A research team from the University of Modena and Reggio Emilia has introduced a breakthrough method called VHS (Verifier on Hidden States) that dramatically reduces the computational cost of improving AI-generated images. The paper, "Tiny Inference-Time Scaling with Latent Verifiers," addresses a critical bottleneck in current image generation pipelines where Multimodal Large Language Models (MLLMs) are used as verifiers to score and select the best outputs. These MLLMs require decoding generated images from latent space to pixel space and then re-encoding them, creating redundant operations that consume significant time and resources.
VHS operates directly on the intermediate hidden representations of Diffusion Transformer (DiT) generators, eliminating the need for pixel-space conversion entirely. This approach enables more efficient inference-time scaling, particularly valuable when working with limited computational budgets and small numbers of candidate images per prompt. The researchers demonstrated that VHS reduces joint generation-and-verification time by 63.3%, compute FLOPs by 51%, and VRAM usage by 14.5% compared to standard MLLM verifiers while actually improving performance.

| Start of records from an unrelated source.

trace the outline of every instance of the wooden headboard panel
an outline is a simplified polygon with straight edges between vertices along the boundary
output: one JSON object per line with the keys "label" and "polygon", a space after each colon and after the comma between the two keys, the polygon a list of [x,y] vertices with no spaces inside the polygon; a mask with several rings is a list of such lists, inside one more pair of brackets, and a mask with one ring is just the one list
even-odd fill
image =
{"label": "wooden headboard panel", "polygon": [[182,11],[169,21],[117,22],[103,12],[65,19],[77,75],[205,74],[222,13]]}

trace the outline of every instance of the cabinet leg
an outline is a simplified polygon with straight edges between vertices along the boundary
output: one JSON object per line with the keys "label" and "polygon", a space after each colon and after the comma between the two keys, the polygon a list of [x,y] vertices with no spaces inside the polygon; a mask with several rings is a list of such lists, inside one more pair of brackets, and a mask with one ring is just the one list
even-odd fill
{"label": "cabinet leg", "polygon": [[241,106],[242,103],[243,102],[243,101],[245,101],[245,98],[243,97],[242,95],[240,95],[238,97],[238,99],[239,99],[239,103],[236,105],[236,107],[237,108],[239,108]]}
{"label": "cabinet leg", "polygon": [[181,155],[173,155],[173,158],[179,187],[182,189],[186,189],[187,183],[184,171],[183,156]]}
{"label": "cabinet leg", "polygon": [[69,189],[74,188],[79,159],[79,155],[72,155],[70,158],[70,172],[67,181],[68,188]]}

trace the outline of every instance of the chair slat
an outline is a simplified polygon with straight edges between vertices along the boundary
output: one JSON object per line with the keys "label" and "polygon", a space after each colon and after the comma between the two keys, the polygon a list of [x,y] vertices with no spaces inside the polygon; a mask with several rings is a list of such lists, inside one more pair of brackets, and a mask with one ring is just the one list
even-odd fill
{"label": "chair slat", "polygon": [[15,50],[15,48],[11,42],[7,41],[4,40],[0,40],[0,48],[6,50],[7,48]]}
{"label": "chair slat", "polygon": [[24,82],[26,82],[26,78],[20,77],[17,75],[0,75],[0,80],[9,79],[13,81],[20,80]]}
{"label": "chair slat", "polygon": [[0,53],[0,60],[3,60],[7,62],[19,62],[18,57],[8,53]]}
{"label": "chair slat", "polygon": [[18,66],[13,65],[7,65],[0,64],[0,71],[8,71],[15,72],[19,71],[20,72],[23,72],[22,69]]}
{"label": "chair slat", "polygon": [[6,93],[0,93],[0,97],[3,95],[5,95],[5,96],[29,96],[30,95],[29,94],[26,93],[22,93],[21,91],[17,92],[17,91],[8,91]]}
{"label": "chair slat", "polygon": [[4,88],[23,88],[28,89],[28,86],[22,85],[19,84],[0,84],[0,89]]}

Remarkably, this efficiency gain doesn't come at the cost of quality. The team reported a +2.7% improvement on the GenEval benchmark when using the same inference-time budget, showing that their method not only saves resources but can enhance output quality. This represents a significant advancement in making high-quality image generation more accessible and sustainable, particularly for applications requiring rapid iteration or operating under computational constraints.
- VHS reduces joint generation-and-verification time by 63.3% compared to MLLM verifiers
- The method cuts compute FLOPs by 51% and VRAM usage by 14.5% while improving GenEval scores by 2.7%
- Operates directly on DiT hidden representations, eliminating costly pixel-space decoding and re-encoding
Why It Matters
Makes high-quality AI image generation dramatically more efficient and accessible, reducing both cost and environmental impact.